Mykola Ridnyi was born in Kharkiv and currently lives and works in Kyiv, Ukraine. He graduated in 2008 from the National Academy of design and arts in Kharkiv, where he received his MA degree in sculpture studies. Ridnyi combines different artistic activities: he is an artist and filmmaker, curator and author of essays on art and politics. He has been a founding member of the SOSka group, an art collective based in Kharkiv and cofounded the SOSka gallery-lab, an artist-run-space in an abandoned house in the center of Kharkiv. He curated a number of international exhibitions in Ukraine, among them After the Victory (CCA Yermilov Centre, Kharkiv, 2014),  New History (Kharkiv Museum of Art, 2009).

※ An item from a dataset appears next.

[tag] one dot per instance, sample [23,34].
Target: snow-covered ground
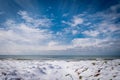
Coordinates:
[60,70]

Ridnyi is co-editor of Prostory, an online magazine about visual art, literature, and society. In 2019, he curated Armed and Dangerous, a multimedia platform bringing together video artists and experimental film directors from Ukraine. In recent films he experiments with nonlinear montage, collage of documentary and fiction. His way of reflection on social and political reality draws on the contrast between fragility and resilience of individual stories and collective histories. His works are in the permanent public collections of Pinakothek der Moderne in Munich, Neuer Berliner Kunstverein, Ludwig Museum in Budapest, Museum of Modern Art in Warsaw, Arsenal City Gallery in Bialystok, V-A-C foundation in Moscow, and others.

 

mykolaridnyi.com

Asha Bukojemsky

Asha Bukojemsky is an independent curator and public programmer based in Los Angeles. Since 2017 she has produced Marathon Screenings, as well as exhibitions and projects in collaboration with the Institute of Contemporary Art, JOAN, 18th Street Arts Center, Active Cultures, Richard Neutra VDL House, Grand Central Market, Oregon Contemporary, Chicken Coop Contemporary, Syndicate, Aldo Chaparro Studio and EDA, and Creative Migration, among others. Bukojemsky graduated with an MLITT from University of Glasgow and a BFA from Concordia University, Montreal. Raised between Canada and the US by Ukrainian parents, her projects capture her love for storytelling and an exploration of multi-layered identity.

Clemens von Wedemeyer

Clemens von Wedemeyer, born in Göttingen, Germany, studied photography and media in Bielefeld and fine arts at the Academy of Visual Arts Leipzig, where he now holds a professorship for media art. His works explore the personal and collective history of the 20th century as well as the power and control structures of the present. The structure of his films and complex video installations reflects these topics in several storylines and points of view. Von Wedemeyer participated in international group shows such as the 1st Moscow Biennale (2005), the 4th Berlin Biennale (2006), the 16th Sydney Biennale of Sydney (2008), and dOCUMENTA (13) (2012). His solo shows include exhibitions at MoMA PS1 (New York), the Barbican Art Centre (London), Neuer Berliner Kunstverein (Berlin), the Museum of Contemporary Art (Chicago), and Hamburger Kunsthalle (Hamburg). His film ESIOD 2015 premiered at the 66th International Film Festival Berlin. His latest group of works consisting of extensive video installations which was shown at Galerie für Zeitgenössische Kunst Leipzig and Kunstmuseum Lucerne (2019) grapples with the image of human crowds and their social interactions in a digitized world. He currently lives in Berlin.